Pero cuando las llamas se disiparon contempló sorprendido como el sujeto se le había venido encima con una patada voladora justo a la altura de la cara. Afortunadamente los reflejos de Mako lo hicieron arquear su espalda en C haciendo que el sujeto pasara por encima suyo. Inmediatamente Mako se lanzó al suelo y dibujó una media luna de fuego que tumbó a su oponente que recién estaba aterrizando.

Mako intentó acercarse pero este otro disparó mucho fuego en su dirección y lo hizo alejarse mientras recuperaba su posición estable. Frente a frente, ambos se vieron por unos segundos. Mako ya se había percatado de que era un sujeto ágil, no podía confiarse con él.

El maestro fuego nuevamente se abalanzó encima del detective con un puño en llamas, más sin embargo Mako moviendo su tronco esquivó el ataque para luego arrojar un golpe a su cara que también fue esquivado por su oponente al agacharse rápidamente. Este intentó tumbar a Mako lanzando una patada rastrera, pero Mako saltó a tiempo y con sus piernas intentó golpearlo con una llamarada, al final, no logró hacerlo por la rapidez de ese maestro fuego.
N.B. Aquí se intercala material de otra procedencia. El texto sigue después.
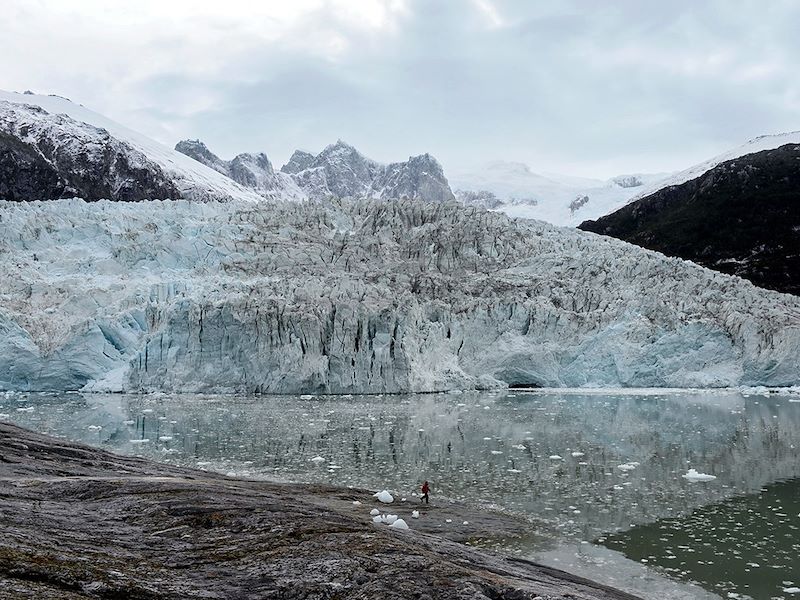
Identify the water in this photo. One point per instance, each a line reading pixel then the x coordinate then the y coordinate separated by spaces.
pixel 591 469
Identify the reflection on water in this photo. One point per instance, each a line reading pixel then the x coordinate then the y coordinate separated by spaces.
pixel 748 544
pixel 588 464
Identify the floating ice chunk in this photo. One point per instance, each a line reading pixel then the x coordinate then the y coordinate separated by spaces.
pixel 693 475
pixel 384 497
pixel 627 466
pixel 399 524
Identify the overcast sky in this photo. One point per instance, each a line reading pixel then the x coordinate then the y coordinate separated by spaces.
pixel 587 88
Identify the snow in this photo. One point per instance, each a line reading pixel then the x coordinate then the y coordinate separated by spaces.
pixel 196 181
pixel 759 144
pixel 231 297
pixel 526 194
pixel 399 524
pixel 628 466
pixel 384 496
pixel 694 475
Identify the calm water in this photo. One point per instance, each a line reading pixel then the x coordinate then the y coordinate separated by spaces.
pixel 593 469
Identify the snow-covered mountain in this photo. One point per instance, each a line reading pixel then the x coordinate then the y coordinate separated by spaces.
pixel 363 296
pixel 253 171
pixel 738 213
pixel 758 144
pixel 52 147
pixel 513 188
pixel 339 171
pixel 342 171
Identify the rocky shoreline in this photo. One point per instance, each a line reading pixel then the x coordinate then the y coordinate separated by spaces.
pixel 80 522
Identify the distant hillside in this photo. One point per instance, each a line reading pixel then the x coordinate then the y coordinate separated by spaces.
pixel 740 216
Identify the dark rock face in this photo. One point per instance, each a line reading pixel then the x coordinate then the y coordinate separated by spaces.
pixel 45 156
pixel 299 161
pixel 25 174
pixel 342 171
pixel 83 523
pixel 252 171
pixel 199 151
pixel 420 177
pixel 741 218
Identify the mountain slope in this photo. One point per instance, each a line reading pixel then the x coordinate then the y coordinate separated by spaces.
pixel 363 296
pixel 560 200
pixel 341 171
pixel 739 216
pixel 56 147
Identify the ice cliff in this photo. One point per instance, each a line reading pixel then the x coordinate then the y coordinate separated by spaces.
pixel 363 296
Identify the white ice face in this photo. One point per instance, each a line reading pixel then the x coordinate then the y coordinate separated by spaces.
pixel 363 296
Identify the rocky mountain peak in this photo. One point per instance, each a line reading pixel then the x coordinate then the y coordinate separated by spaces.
pixel 299 161
pixel 251 170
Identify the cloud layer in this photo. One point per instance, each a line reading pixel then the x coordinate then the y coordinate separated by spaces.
pixel 572 86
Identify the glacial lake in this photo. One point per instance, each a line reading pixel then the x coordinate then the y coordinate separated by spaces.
pixel 601 473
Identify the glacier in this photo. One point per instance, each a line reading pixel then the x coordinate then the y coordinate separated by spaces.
pixel 363 296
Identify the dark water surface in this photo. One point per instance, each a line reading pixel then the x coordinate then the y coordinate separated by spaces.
pixel 590 467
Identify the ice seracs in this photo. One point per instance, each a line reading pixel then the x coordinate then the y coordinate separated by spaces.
pixel 363 296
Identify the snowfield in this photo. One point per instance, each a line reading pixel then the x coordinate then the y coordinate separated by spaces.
pixel 363 296
pixel 194 181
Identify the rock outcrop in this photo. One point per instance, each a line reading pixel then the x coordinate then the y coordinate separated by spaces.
pixel 51 147
pixel 741 217
pixel 363 296
pixel 83 523
pixel 44 156
pixel 341 171
pixel 253 171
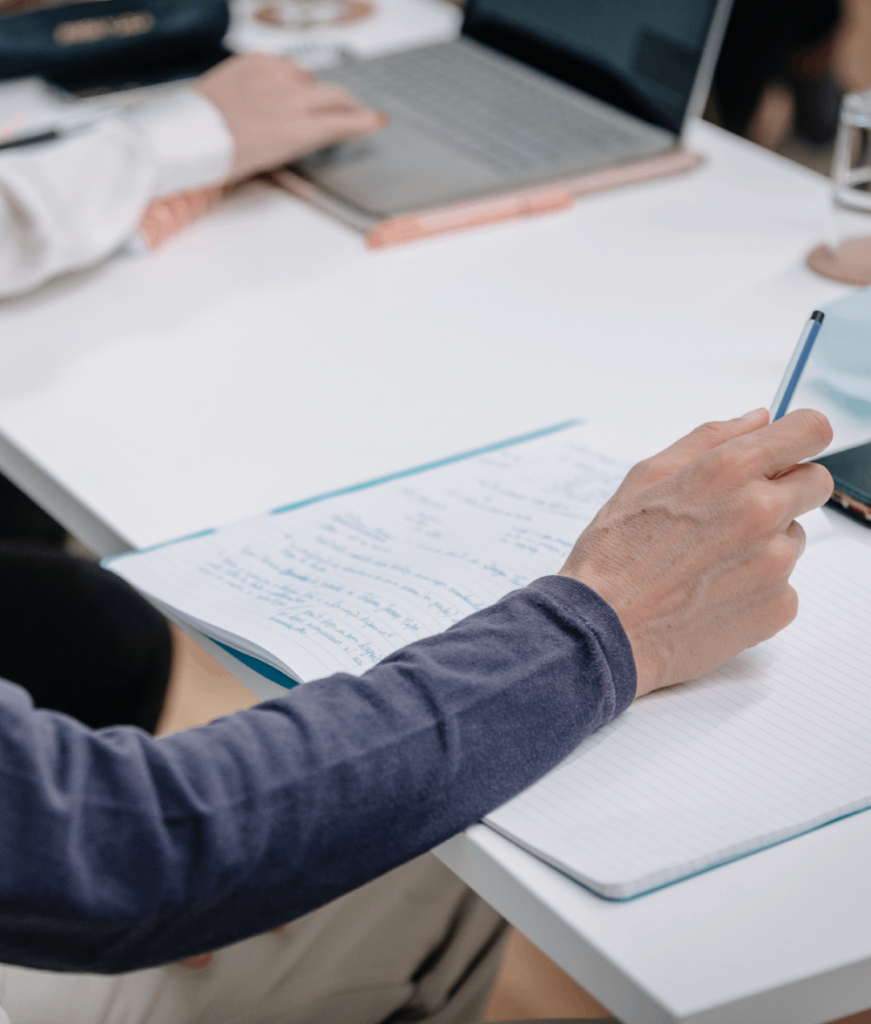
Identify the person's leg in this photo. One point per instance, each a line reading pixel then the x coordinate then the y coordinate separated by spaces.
pixel 414 945
pixel 79 639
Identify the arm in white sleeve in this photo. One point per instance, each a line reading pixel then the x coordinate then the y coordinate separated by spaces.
pixel 68 204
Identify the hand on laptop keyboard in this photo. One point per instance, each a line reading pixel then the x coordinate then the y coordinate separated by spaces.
pixel 277 112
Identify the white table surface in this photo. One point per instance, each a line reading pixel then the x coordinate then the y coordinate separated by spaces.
pixel 264 355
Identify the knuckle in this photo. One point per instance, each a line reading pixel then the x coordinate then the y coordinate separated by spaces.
pixel 711 432
pixel 781 556
pixel 765 508
pixel 786 607
pixel 816 425
pixel 731 463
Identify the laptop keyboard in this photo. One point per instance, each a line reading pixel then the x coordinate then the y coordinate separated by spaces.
pixel 486 108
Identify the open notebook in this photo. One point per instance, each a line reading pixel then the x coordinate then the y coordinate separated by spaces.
pixel 776 742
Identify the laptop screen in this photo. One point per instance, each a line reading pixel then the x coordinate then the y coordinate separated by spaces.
pixel 640 55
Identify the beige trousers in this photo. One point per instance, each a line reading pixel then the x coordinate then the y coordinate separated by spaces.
pixel 414 945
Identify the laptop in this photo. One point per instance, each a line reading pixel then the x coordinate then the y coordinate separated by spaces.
pixel 533 91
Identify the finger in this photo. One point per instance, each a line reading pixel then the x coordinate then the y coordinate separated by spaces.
pixel 780 445
pixel 704 438
pixel 806 487
pixel 333 128
pixel 198 963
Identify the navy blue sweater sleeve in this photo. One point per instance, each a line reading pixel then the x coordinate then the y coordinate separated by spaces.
pixel 119 851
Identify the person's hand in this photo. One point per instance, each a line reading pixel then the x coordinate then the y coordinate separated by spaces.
pixel 695 550
pixel 277 112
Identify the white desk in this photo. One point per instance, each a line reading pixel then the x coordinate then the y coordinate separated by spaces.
pixel 264 356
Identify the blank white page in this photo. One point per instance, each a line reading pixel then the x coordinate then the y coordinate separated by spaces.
pixel 340 584
pixel 774 743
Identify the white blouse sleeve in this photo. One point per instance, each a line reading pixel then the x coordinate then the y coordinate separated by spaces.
pixel 67 204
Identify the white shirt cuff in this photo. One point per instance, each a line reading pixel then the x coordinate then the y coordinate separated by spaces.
pixel 186 138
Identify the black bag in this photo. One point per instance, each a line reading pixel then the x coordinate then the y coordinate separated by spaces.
pixel 95 44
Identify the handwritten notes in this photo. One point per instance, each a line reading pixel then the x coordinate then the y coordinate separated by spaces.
pixel 339 584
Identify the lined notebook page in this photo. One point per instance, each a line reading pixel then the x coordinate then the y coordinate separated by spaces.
pixel 340 584
pixel 774 743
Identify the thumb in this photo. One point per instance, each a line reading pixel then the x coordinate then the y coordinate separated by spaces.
pixel 704 438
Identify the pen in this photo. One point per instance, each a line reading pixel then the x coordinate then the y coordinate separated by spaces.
pixel 796 366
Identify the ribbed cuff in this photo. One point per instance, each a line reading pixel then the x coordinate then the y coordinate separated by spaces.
pixel 580 604
pixel 186 138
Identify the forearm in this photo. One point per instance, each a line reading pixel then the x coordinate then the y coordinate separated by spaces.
pixel 68 204
pixel 120 851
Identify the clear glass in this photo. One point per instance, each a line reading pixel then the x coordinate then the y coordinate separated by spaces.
pixel 852 163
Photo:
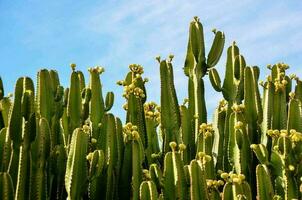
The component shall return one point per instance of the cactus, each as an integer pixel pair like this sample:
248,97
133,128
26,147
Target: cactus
76,168
170,114
6,186
196,66
63,143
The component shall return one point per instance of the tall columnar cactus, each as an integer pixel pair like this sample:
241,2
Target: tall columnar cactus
175,184
96,103
170,114
232,90
131,169
40,152
196,66
63,143
135,94
76,168
152,116
6,186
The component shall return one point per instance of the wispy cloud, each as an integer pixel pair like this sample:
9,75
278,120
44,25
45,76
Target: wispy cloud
118,33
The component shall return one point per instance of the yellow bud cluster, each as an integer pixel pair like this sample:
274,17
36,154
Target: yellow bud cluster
273,133
73,66
231,177
131,89
204,158
238,125
131,130
214,183
280,84
238,108
136,69
222,105
97,69
206,129
173,145
291,95
86,129
295,136
282,66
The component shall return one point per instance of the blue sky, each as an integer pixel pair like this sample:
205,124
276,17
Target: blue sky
52,34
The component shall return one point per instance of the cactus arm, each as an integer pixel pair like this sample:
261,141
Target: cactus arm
198,185
156,176
219,124
216,49
97,102
229,87
6,186
109,101
170,114
137,160
227,193
5,106
126,172
294,120
169,189
45,94
148,191
40,152
76,168
24,167
264,184
175,185
74,105
188,136
215,79
267,104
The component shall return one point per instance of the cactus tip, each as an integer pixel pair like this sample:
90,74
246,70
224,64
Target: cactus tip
73,66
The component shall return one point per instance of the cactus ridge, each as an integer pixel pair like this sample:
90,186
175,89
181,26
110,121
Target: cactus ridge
64,143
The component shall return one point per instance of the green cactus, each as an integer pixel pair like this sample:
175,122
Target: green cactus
170,114
174,181
196,66
6,186
64,144
76,167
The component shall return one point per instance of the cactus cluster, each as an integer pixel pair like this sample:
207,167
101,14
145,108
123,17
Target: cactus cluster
58,143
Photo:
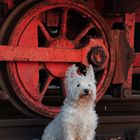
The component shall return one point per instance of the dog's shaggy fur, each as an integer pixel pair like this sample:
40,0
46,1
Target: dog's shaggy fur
77,119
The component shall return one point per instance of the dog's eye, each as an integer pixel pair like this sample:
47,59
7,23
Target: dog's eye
78,85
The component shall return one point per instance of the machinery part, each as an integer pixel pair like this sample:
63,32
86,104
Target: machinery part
54,25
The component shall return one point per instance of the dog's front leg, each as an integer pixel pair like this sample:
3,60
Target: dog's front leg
69,133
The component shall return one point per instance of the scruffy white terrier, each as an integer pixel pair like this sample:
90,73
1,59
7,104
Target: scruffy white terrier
77,119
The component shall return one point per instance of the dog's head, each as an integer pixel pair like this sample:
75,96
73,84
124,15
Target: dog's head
80,87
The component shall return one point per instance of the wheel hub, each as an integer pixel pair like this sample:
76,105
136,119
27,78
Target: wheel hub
45,29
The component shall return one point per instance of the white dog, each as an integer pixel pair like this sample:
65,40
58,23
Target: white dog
77,119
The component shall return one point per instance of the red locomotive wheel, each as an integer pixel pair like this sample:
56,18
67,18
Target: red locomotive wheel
64,25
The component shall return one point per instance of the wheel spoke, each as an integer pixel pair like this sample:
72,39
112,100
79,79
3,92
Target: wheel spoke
49,79
64,21
45,32
29,75
83,32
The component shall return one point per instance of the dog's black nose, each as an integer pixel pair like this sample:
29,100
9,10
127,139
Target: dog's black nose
86,91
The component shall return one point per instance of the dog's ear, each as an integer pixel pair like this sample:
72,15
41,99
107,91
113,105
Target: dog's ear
90,73
72,72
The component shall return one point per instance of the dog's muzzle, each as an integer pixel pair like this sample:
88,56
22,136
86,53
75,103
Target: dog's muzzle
86,92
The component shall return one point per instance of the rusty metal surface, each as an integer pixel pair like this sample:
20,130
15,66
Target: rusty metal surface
53,45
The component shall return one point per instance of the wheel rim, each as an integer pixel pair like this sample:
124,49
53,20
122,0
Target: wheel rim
32,82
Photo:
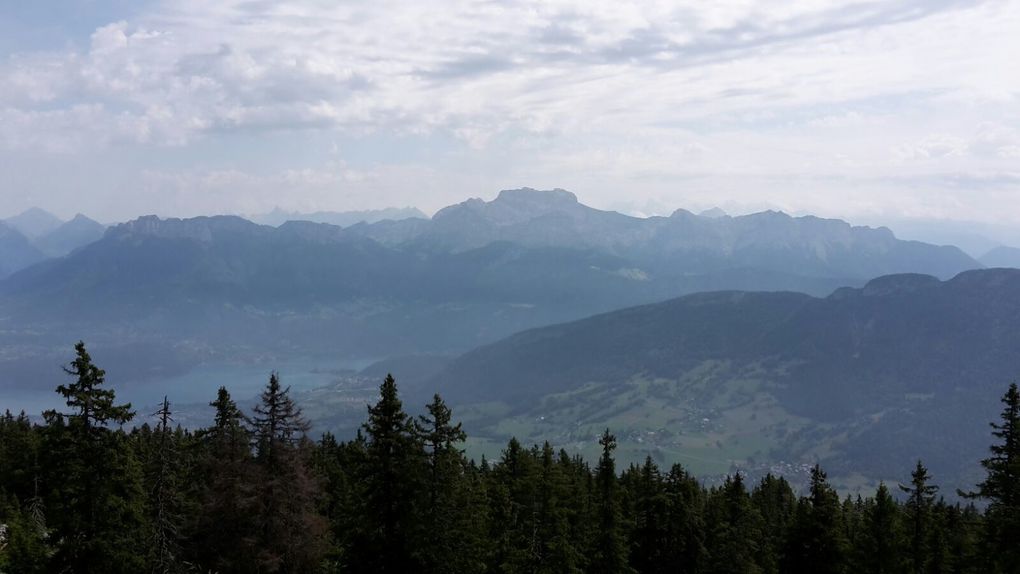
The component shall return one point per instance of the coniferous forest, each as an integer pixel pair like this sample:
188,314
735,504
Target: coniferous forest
89,491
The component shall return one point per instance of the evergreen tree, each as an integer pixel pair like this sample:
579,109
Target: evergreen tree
1001,486
733,540
443,545
920,498
164,502
610,553
817,542
291,534
880,550
650,536
97,479
224,536
391,478
776,503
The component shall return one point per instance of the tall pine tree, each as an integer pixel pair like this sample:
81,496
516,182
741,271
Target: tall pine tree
96,478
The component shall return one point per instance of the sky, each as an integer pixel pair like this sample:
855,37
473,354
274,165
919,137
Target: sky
863,110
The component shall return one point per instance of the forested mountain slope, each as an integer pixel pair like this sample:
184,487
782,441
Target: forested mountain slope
861,379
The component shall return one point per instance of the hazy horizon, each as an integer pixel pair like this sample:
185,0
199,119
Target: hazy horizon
862,111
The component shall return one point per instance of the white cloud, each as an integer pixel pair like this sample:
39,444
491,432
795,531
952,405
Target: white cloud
752,100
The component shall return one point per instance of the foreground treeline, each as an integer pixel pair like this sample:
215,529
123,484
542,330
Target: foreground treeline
252,493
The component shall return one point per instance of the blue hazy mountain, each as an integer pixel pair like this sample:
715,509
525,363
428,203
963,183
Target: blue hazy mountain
343,218
16,251
863,379
225,289
34,222
81,230
1002,256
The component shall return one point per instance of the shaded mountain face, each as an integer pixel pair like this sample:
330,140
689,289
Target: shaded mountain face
476,271
16,252
681,244
80,231
34,222
341,218
866,378
1002,256
224,289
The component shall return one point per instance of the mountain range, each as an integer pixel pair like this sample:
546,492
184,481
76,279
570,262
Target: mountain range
343,218
471,274
37,235
782,345
862,380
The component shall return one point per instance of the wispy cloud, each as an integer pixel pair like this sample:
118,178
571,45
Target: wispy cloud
596,95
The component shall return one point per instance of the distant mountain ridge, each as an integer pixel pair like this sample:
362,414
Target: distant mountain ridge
79,231
36,235
34,222
342,218
16,251
865,378
1002,256
474,272
804,246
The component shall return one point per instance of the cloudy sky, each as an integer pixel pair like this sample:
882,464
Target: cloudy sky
891,108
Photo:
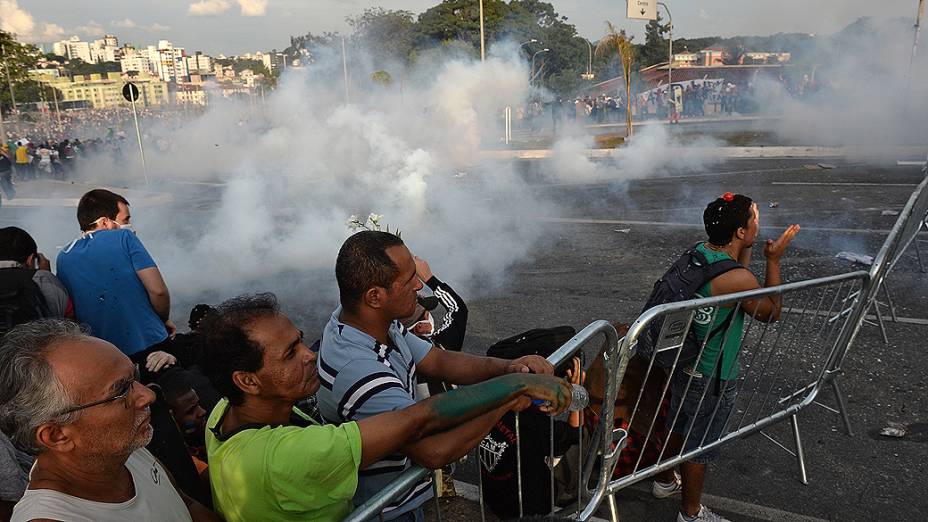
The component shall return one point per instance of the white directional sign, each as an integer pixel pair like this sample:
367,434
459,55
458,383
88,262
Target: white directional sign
642,9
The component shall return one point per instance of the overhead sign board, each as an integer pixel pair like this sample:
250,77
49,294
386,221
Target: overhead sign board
642,9
130,92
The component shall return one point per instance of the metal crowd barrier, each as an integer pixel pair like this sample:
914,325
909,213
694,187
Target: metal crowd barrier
908,226
776,359
783,367
610,444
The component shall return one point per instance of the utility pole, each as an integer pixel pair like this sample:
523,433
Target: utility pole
9,80
345,69
670,52
918,26
483,42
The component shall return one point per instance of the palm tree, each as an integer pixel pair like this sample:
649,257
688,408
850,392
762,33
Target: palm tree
617,41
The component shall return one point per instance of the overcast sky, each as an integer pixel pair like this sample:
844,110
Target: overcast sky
238,26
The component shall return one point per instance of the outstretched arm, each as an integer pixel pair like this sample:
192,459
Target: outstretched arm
388,432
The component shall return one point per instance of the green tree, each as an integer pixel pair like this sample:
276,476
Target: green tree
15,62
616,41
386,35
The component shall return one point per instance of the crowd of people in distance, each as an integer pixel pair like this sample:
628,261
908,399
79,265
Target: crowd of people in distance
108,413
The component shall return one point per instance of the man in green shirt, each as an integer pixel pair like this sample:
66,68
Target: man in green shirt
732,223
269,461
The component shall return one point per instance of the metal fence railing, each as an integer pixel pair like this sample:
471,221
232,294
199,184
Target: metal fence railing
782,367
769,384
599,336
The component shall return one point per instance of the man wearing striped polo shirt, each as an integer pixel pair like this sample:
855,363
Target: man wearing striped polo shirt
368,364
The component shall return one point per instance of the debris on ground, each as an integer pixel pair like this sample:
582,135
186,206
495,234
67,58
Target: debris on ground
855,258
894,429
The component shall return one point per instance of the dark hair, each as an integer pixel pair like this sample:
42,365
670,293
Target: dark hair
724,216
96,204
226,346
363,263
16,245
176,382
197,314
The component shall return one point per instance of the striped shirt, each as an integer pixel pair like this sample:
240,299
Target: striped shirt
361,377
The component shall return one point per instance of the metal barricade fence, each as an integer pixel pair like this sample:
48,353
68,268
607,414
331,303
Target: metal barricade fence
603,441
905,231
777,359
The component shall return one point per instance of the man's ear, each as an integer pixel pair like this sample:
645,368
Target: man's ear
55,437
375,297
248,382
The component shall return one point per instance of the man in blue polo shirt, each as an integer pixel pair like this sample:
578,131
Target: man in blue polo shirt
115,285
368,364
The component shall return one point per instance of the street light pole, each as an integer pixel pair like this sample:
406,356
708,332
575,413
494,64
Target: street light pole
669,51
918,26
532,77
483,53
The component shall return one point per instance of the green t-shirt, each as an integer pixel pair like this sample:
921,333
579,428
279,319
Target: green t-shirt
283,473
701,327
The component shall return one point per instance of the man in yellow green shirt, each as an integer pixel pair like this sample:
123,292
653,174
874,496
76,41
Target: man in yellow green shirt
269,461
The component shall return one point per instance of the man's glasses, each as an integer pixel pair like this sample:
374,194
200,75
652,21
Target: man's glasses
121,393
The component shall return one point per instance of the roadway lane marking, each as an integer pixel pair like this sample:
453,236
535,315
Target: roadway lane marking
700,226
472,492
843,184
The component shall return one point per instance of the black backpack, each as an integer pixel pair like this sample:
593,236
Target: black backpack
538,341
680,283
21,300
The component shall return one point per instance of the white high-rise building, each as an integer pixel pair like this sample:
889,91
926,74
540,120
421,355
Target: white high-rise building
135,61
74,48
169,62
199,63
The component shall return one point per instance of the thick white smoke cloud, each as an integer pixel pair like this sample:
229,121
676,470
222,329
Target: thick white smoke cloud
288,173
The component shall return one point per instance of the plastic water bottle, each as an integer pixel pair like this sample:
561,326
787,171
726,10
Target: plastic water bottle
579,399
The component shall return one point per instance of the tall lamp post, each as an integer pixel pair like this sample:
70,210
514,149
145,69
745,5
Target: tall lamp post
669,51
483,44
532,78
589,66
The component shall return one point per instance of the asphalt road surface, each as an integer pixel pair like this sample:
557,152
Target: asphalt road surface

El cansancio comenzó a arropar a ambos maestros fuego, y eso se sentía en sus respiraciones. Pronto, el poderoso maestro fuego extendió su brazo derecho a un lado y unas chispas azules comenzaron a parpadear. Mako abrió sus ojos como platos al contemplar el siguiente movimiento de su atacante.

La electricidad comenzó a recorrer los brazos del sujeto mientras el callejón se iluminaba de azul. Las risas cizañeras de aquel hombre parecieron escucharse por debajo del ruido del relámpago. Entonces cuando estuvo listo para atacar se abalanzó sobre Mako extendiendo su mano para dejar salir el poderoso ataque, pero conservando la calma y anticipando sus movimientos, el cejas arqueadas atrapó su mano con la suya propia para servir como un conductor del rayo y con su brazo libre disparó el relámpago hacia el cielo para no herir a nadie en ese espacio tan cerrado. Una vez hecho esto, Mako tiró del brazo del hombre para darle vuelta y torcerlo detrás de su espalda, a lo cual siguió un grito de su parte. Lo estampó contra la pared y le gritó.

- Así que intentabas volarnos a ambos con ese relámpago, no?

- Lo siento... pero suéltame ya... Me duele -se quejó-

- ¿Por qué huiste cuando te llamé? ¿Acaso tuviste algo que ver con la explosión del parque? ¿eh? ¡HABLA! -replicó tirando más de su brazo y arrancándole otro grito-

- Espera... ¿Crees que tuve algo que ver con eso? No.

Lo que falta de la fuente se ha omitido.